Birçoğumuzun yaşı yetmese de izleyiciler arasında o yılları yaşayan, bilen hatta
bilfiil olayların içinde olan birçok insan var. O yüzden izleyiciden diziye olumlu
ya da olumsuz birçok eleştiri de yöneltiliyor. Örneğin Kızıldere'den sağ olarak
kurtulan tek insan olan Ertuğrul Kürkçü'nün Kızıldere sahnesini izlediği zaman nasıl bir tepki verdiğini merak ediyoruz. Öneş merakımızı gideriyor: "Ertuğrul Kürkçü ile konuştuk. Kızıldere için ne yapılmalı konusunda görüşlerini aldık ve bu görüşleri kullandık. Bizim danışman grubumuzda THKP-C'li bir danışmanımız da var. Danışman grubumuzda o dönemi temsil eden her fraksiyondan, her görüşten bir kişi var. Bizim
için objektif olmak çok önemli. Döneme ait her fikri değerlendirdik. Herkesin sözünü
söyleyebileceği bir ortam yaratmak istiyoruz, bu bizim için önemli. Biz 2008'den
geçmişe bakıyoruz. Görüşlerimiz bir miktar değişti, ona rağmen ister istemez yine bir tarafta duruyoruz ama diğer görüşlere de yer vermeye çalışıyoruz."
Dizi danışmanlarının bazen değişmesi dışarıdan bir anlaşmazlık gibi görünse de işin içyüzünün öyle olmadığını söylüyor Nilgün Öneş. "Danışmanların bazen değişmesi, anlattığımız dönemle ilgili bir durum.
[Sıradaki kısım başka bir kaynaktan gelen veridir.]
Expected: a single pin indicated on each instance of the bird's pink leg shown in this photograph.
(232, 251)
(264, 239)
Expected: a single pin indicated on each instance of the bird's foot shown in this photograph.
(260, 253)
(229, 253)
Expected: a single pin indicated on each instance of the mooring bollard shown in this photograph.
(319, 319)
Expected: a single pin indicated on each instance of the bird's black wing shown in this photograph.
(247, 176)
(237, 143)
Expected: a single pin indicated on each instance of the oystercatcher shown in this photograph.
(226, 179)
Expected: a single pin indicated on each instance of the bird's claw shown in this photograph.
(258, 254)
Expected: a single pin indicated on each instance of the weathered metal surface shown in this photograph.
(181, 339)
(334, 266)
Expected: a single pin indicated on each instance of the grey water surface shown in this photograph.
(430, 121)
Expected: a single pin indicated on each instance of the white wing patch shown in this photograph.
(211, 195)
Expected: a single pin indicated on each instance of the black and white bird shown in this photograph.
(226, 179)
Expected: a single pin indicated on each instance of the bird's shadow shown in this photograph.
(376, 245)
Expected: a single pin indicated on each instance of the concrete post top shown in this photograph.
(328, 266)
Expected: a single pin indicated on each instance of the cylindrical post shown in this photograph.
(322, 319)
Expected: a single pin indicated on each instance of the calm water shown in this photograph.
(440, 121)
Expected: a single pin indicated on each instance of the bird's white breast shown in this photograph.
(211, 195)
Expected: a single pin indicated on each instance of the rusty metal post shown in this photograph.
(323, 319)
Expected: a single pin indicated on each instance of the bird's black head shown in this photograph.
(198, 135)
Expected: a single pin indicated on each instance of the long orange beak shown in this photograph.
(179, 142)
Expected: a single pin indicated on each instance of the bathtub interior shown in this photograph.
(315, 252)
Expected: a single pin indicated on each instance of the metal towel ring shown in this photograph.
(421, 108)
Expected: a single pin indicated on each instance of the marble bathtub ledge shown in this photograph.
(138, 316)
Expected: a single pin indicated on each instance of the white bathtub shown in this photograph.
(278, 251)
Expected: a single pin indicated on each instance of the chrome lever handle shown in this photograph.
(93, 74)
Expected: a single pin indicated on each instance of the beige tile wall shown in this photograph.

Döneme ilişkin insanlarla çalışıyoruz. Ama hiç değişmeyen danışmanlarımız da var. Yılmaz Karakoyunlu, Ferhat Kenter ve Mümtazer Türköne hep vardı. Ama Deniz Gezmiş'lerin dönemini anlatırken yani 12 Mart öncesini anlatırken bu defa Mustafa Yalçıner, Fahri Aral katıldı. İsmini görmediğiniz ama o dönemi iyi bilen 68 kuşağından insanlar da var ekipte. Onların da çok emeği geçti.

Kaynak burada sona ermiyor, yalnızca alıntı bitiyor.